Nick, our archaeological Project Officer, has already started spotting signs of remains which probably relate to the Napoleonic barracks.

Brick foundations for a probable building in Barrack Field.


We have some possible foundation trenches for walls, along with some potential post-pads. Post-pads are made by digging a small hole and then packing it with stones to create a hard, level surface for supporting a wooden post. Finding these on site tells us that there used to be timber structures here. The wall foundation trenches look like they contain a lot of broken pieces of ceramic building material – known to us as CBM – this tells us that as well as wooden structures, there were brick-built structures here too in the past.

A layer of broken CBM on the southern side of the site.
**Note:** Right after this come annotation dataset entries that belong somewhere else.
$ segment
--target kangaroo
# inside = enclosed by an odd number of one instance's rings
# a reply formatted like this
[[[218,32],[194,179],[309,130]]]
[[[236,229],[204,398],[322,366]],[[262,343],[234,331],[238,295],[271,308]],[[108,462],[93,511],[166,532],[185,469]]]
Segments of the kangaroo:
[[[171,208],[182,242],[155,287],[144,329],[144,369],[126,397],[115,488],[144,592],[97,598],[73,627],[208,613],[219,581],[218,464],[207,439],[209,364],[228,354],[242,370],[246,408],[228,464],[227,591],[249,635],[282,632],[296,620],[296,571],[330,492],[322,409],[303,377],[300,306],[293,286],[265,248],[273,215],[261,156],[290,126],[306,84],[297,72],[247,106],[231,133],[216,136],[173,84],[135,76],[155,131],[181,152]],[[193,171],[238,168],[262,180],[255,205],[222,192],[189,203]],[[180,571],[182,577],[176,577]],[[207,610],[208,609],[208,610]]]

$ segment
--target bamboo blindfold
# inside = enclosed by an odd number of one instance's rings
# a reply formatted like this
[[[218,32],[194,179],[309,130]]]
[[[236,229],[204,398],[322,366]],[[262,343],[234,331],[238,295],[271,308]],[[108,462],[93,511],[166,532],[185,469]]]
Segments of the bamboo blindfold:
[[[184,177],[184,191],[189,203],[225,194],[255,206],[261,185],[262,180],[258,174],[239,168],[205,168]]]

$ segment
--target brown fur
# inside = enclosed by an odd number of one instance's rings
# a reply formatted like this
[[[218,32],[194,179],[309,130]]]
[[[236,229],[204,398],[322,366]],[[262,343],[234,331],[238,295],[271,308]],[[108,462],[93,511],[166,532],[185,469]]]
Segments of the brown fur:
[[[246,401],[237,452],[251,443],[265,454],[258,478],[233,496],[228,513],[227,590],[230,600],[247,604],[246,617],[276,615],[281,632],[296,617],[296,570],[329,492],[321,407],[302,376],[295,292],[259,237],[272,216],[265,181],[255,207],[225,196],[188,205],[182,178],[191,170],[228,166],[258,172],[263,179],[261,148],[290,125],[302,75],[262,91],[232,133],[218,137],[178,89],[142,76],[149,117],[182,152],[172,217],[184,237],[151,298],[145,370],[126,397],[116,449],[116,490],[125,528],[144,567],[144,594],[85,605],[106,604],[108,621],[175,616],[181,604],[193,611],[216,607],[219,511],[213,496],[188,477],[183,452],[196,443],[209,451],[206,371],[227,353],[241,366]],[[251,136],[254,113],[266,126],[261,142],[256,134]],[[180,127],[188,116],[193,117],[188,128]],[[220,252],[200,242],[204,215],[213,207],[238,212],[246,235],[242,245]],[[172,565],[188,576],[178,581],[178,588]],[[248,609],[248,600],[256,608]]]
As well as being in the backfill of the foundation trenches, we’re also finding large amounts of CBM spread across the ground. It’s not clear yet what this CBM is doing – is it in a ditch that we can’t quite see yet? Or is it part of a surface? This is something we will be investigating as part of our work on site to try and understand what is going on here. The amount of CBM that we’re already finding tells us that there would have been quite a few buildings here once upon a time. And that they were pretty permanent, long-lived structures if the effort was made to build them out of brick and tile. The broken fragments of CBM are also very ‘fresh’ looking, meaning that they haven’t travelled very farm from their original location.